# Random chat



## Clinton Girkin (Jan 31, 2010)

This thread is where you can talk about anything.


----------



## Domo (Jan 31, 2010)

Anything...really? The possibilities are endless!

Which do you prefer...tofu or spam?


----------



## Clinton Girkin (Jan 31, 2010)

I don't like eighter


----------



## forgetmenot (Jan 31, 2010)

what do you want to talk about


----------



## Hermes (Feb 1, 2010)

What is on your mind, Clinton?  

Hermes


----------



## Clinton Girkin (Feb 15, 2010)

I'm back. Not many people seem to be on this forum. I really need someone to talk to.


----------



## Daniel (Feb 15, 2010)

We're listening


----------



## Clinton Girkin (Feb 15, 2010)

I've had a rough life, but it's a long story.


----------



## Mari (Feb 15, 2010)

Sometimes it is difficult to find a beginning but you do not have tell your story all at once. Could you start with a paragraph? What did you do today? My day was quite dull. I slept in for the first time in a very long time. I mostly just did some work around the house and tried not to think too much about my worries. It was nice to have a bit of a lazy day - just made soup and sandwiches for supper.
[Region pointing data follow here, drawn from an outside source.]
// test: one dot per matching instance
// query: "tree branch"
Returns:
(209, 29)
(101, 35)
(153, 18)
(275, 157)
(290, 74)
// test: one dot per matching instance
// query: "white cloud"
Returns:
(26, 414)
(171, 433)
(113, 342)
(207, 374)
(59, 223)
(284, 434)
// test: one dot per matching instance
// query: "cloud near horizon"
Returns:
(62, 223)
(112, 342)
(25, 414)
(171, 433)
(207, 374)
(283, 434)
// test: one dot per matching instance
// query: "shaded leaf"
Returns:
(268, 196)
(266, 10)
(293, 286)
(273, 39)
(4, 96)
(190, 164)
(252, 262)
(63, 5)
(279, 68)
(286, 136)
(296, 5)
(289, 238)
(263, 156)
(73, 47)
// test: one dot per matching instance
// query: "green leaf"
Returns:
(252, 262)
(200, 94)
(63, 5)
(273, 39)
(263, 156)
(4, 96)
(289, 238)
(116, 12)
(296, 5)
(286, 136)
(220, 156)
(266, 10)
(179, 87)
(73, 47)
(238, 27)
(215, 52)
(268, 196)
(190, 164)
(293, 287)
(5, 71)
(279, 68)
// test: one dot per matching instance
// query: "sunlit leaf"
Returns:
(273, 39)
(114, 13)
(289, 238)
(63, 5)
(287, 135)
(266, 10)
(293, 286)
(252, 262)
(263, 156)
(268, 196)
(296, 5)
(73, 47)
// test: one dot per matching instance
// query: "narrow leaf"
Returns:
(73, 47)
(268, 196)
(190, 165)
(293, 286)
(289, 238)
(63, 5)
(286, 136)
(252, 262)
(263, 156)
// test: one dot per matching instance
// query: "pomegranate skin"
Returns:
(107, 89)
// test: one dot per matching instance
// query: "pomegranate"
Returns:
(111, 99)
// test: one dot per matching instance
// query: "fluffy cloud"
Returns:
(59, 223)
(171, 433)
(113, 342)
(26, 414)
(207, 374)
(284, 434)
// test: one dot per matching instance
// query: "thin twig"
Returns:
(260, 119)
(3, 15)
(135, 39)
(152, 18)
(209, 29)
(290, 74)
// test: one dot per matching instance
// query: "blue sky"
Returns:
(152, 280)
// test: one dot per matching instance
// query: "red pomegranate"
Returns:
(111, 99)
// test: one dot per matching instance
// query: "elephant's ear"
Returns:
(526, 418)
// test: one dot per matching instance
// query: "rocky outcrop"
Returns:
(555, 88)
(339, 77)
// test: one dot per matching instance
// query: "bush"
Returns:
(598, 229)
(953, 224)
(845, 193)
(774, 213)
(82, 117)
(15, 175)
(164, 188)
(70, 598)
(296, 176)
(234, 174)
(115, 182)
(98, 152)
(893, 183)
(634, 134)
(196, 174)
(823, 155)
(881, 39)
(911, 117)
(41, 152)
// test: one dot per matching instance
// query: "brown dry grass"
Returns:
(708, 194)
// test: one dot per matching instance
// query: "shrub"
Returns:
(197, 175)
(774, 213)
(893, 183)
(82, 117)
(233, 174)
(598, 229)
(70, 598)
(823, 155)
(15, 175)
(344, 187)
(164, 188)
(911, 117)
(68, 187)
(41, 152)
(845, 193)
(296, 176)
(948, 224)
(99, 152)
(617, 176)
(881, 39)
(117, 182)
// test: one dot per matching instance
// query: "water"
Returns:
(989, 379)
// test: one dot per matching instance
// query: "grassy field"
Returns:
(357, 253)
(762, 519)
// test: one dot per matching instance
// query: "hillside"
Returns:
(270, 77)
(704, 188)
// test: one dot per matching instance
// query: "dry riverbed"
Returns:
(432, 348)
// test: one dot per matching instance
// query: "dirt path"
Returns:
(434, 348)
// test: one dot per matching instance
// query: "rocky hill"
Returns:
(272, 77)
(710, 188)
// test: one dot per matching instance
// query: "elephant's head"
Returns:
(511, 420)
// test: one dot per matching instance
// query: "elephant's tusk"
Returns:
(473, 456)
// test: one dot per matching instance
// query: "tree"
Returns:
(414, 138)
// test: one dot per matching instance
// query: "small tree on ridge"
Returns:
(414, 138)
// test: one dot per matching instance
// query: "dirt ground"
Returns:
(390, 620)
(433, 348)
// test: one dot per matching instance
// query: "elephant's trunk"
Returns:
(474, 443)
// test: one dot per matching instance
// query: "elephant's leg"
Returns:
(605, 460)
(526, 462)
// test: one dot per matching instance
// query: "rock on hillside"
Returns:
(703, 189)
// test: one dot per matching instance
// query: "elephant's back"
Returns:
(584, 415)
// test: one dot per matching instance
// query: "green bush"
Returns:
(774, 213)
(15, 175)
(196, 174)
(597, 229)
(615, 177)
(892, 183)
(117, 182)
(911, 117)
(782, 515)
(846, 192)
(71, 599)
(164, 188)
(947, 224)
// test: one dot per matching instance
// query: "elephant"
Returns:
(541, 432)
I did try some homemade cheese bread and that was very nice.  Mari


----------



## Clinton Girkin (Feb 15, 2010)

I spent most of my day doing school stuff. Had a depressing day with the worrying about religion. Hell is a terrifying thing, but I don't think I could escape it. I don't think I could worship a being that sends unbelievers to hell whether they deserve it or not. After my worrying about this I tried to get my mind off of this by going to academic team practice. I did well. That cheered me up. My mom cooked her special spaghetti. yum. That was my day in a nutshell.

---------- Post added at 10:57 PM ---------- Previous post was at 10:33 PM ----------

I gotta go to bed.


----------



## forgetmenot (Feb 16, 2010)

I am glad your day ended well Clinton,  it is nice hearing from you take care


----------